It was an unseasonably cold April Fools Day, and we got right to business. First up, Indian fun run with E-Tool’s sticks of pain. The PAX had four concrete filled sections of PVC to carry and pass back to the man behind, and the last man ran to the front, all while rifle carrying.
We ran to a promising looking grassy area to get Gas Station Ready. We did 20 Elbows-Sprawls and 20 Knees-Sprawls. After throwing the bows and knees we ran around to the front of the school for the
I promised whoever was dumb enough to show up that they would earn their very own April Fool E-Tool. We started with 5 merkins near the center island and then ran down the hill. We then proceeded to
E VEREST up the hill. At the top, 5 more merkins and then
T -BOMBS(IC, 10). Followed by 5 merkins and then
O NE LEGGED BURPEES (right leg x5). Followed by 5 merkins and then
O NE LEGGED BURPEES (left leg x5). Followed by 5 merkins and then we ran up the stairs for
L BFCs (Little Baby Flutter Crunches x20). Back down the stairs for 5 more merkins and repeato.
YHC wanted the PAX to stay together so we planked on the six between each exercise. After two rounds YHC figured the PAX had earned their E-Tools so we picked up the sticks of pain and Indian ran back around the back to the flag. We circled up and YHC called for more merkins and then some Imperial Walkers. Then we went around the horn so the PAX could call out some of their favorites. As near as I can remember here’s what we did…
Foosball called out (surprise) Monkey Humpers. During the humpers one of the PAX made highly inappropriate monkey-like noises.
GoDaddy called out Bear Crawls down to an arbitrary light pole. By this point the Q was sorry he turned over control to the PAX.
Nesquick had us do a short mosey to some stairs and there we performed calf raises, ballerina style, pigeon toed, and then straight footed.
Tiny Tat, not to be outdone, called out Crab Walks down to that same arbitrary pole with a NUR back to the Flag.
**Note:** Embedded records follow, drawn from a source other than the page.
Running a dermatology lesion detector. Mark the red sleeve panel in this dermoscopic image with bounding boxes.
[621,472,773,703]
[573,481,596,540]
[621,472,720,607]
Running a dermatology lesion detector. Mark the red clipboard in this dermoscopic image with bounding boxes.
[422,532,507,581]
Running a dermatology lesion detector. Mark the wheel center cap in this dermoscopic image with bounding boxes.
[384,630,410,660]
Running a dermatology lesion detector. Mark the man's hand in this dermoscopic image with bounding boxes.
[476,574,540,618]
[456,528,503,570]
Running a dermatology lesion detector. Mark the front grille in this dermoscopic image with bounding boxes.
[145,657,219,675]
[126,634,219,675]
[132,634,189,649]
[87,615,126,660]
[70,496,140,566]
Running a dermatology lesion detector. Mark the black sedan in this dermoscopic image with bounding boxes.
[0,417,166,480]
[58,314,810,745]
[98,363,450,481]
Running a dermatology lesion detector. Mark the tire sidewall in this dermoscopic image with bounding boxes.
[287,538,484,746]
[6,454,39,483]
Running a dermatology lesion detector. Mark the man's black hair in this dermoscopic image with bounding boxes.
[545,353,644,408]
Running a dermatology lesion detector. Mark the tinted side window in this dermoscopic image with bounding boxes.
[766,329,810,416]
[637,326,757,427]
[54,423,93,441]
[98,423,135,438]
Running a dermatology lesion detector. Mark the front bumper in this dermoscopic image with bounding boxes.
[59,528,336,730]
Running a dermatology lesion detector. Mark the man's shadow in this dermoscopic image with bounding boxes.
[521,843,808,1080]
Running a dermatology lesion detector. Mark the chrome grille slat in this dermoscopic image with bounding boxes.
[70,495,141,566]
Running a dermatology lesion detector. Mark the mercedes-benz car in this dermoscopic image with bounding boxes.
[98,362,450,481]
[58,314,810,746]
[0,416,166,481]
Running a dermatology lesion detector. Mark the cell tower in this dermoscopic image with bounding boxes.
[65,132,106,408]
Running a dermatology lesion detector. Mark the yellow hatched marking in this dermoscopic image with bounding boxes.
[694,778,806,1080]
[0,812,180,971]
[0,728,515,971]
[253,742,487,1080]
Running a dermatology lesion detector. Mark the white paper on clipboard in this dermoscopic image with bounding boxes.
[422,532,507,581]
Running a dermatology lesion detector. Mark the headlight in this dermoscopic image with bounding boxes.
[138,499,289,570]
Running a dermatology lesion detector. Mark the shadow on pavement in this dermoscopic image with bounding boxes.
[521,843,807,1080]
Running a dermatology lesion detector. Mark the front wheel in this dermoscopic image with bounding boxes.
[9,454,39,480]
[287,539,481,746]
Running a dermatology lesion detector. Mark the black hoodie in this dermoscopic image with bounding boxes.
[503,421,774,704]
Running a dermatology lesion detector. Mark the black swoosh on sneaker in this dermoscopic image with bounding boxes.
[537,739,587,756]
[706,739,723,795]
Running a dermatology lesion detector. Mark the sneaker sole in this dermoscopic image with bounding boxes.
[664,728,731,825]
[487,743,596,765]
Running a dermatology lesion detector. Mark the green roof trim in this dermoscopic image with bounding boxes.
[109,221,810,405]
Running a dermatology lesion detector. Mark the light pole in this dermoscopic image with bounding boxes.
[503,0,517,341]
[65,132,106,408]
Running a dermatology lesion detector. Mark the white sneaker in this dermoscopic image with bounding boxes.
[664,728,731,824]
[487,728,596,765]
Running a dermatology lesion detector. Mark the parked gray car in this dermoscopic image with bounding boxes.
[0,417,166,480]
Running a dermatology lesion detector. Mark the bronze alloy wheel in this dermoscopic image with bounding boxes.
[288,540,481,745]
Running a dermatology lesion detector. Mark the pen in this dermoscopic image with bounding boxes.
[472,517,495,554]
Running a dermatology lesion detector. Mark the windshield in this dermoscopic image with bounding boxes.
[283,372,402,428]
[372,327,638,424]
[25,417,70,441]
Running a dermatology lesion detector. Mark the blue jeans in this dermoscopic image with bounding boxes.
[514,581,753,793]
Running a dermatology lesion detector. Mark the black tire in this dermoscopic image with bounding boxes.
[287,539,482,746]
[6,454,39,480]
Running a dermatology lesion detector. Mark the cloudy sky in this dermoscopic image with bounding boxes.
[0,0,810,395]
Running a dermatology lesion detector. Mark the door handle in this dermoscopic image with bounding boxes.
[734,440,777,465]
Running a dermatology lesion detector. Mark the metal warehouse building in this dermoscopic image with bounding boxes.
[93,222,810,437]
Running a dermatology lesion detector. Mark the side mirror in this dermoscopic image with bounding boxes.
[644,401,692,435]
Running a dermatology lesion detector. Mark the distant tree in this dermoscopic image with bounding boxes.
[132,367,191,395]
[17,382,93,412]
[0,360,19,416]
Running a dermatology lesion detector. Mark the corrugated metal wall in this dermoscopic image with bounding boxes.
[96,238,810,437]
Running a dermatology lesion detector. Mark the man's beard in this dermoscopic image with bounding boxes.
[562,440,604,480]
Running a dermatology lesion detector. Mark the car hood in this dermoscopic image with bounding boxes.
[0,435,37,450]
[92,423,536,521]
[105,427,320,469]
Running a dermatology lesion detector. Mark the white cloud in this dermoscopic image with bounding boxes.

YHC can’t decide if he hates those or Bear Crawls more.
Icy Hot decided to abuse some more primates by calling Gorilla Humpers. Once again an unnamed PAX made very inappropriate gorilla-ish sounds.
Butterfly called (another big surprise) Mike Allmans (known by some as Mike Tysons). He does them like a machine, while YHC could barely get his elbows to bend by this point.
The King of all Lizards had us mosey to a wall for some Donkey Kicks, another particularly sucky exercise.
While we were there, YHC decided the PAX needed some Balls to the Wall. That’s a TOUGH pose to hold! YHC didn’t last very long! Then we lined up on one of the parking lot lines for a sprint. YHC exhorted the younger men to run faster than his own old a$$ and as far as he could tell most of them did.
We moseyed back to the flag with about a minute and a half to spare so we planked to run out the remaining time. Count off, Name-arama, and GoDaddy was 6th Man.
During the CoT, prayers were requested and made for GoDaddy to be able to discern and focus on what’s important, and for his sister’s pregnancy. Also for One Scoop and his family as they mourn the loss of Shara, for Sgt. Slaughter, Hooch and Stopwatch as they battle their maladies. for PAX that are battling spiritual and physical difficulties. Also for us men in general, to be better fathers and husbands.
Mumblechatter overheard included: Nesquick mentioned during our run with the sticks pf pain that maybe we shouldn’t have brought so many of them with us. Foosball decided to drop the E in YHC’s name and just call him TOOL because I made him do One Legged Burpees. Hey Foos, no one made you do a six mile pre-run brother!
NMM: It’s such an honor to lead these men through a beatdown! Even though I started the BD pretty much already smoked, the Qdrenaline I get from the mens’ energy and enthusiasm carried me through most of the beatdown. It’s almost an addicting feeling!